Он спотыкаясь сворачивает в переулок, и в ноздри ему ударяет вонь испражнений. Мои ноги вязнут в говне, но дом мой – не здесь. Ему бы хотелось идти так вечно.
Как будущего вечное виденье.
Потом он прекращает петь. На углу Сент-Эндрю-стрит и Мерси-Лейн он замечает фигуру какого-то человека в капюшоне, прислонившегося к старой каменной стене, за которой хранят дрова, чтобы они не выкатились на улицу. Он замедляет шаг и бесшумно ступает дальше, и тут до него доносятся звуки рвоты.
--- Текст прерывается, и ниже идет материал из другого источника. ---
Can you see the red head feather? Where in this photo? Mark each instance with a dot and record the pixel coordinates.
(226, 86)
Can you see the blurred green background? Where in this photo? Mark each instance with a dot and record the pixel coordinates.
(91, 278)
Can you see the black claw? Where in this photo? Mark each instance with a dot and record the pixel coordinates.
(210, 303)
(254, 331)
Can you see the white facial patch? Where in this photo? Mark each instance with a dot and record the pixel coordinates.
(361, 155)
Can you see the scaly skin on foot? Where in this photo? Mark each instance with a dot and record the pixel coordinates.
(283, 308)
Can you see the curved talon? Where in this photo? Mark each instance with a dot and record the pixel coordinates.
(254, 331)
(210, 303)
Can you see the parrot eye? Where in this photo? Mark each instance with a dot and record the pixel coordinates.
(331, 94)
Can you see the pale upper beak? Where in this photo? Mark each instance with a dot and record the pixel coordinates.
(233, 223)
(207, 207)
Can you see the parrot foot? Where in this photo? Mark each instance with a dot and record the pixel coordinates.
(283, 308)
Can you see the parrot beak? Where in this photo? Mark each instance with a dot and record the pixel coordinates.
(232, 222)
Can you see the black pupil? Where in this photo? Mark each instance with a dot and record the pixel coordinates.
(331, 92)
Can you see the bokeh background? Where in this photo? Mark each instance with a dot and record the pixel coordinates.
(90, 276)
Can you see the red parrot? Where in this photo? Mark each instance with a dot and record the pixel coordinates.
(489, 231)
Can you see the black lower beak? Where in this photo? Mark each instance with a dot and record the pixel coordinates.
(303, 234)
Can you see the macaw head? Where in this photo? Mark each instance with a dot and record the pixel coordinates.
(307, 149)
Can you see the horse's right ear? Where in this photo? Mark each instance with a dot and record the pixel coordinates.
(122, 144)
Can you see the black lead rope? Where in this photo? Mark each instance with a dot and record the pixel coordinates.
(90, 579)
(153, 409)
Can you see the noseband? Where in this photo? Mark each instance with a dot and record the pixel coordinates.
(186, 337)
Несмотря на то, что он и сам пьян, Чаттертон переходит на противоположную сторону, но фигура в капюшоне выпрямляется и поворачивается к нему, простирая руки: из меня вылетают мухи! Из меня вылетают мухи! Посмотри, как они рвутся у меня изо рта и из глаз. Я нем и слеп этими мухами. Потом его снова рвет, и Чаттертон видит, как по каменной стене струится черная желчь.
В такую ночку, как эта, мир может полететь в тартарары – и Чаттертон спешит прочь от этой заразы. Дождливый ветер дует ему навстречу. Лицо мальчика-идиота. Завтра, возле разрушенного дома. Колокол Св. Дамиана ударяет один раз. Четверть часа пополуночи. Двадцать четвертое августа. Все хорошо.
Чаттертон доходит до своего дома на Брук-стрит. Дождь. Он роется в карманах и роняет ключ. Новизна. Старина. Эти слова все еще раздаются у него в голове. Подбирает ключ. Отпирает дверь и поднимается по лестнице. Все хорошо.
* * *Табличка снаружи Брамбл-Хауса, на Колстонс-Ярд, прямо за церковью Св. Марии Редклиффской, изменилась с тех пор, как Филип видел ее в последний раз. Теперь она гласила: "Бродягам, Бомжам, Потаскухам Вход Воспрещен. Вежливое Предупреждение". Подойдя вплотную к дому, он мельком заметил чье-то лицо в переднем окне, и не успел он дойти до двери, как она уже настежь распахнулась: на пороге подбоченясь стоял пожилой мужчина в малиновом спортивном костюме.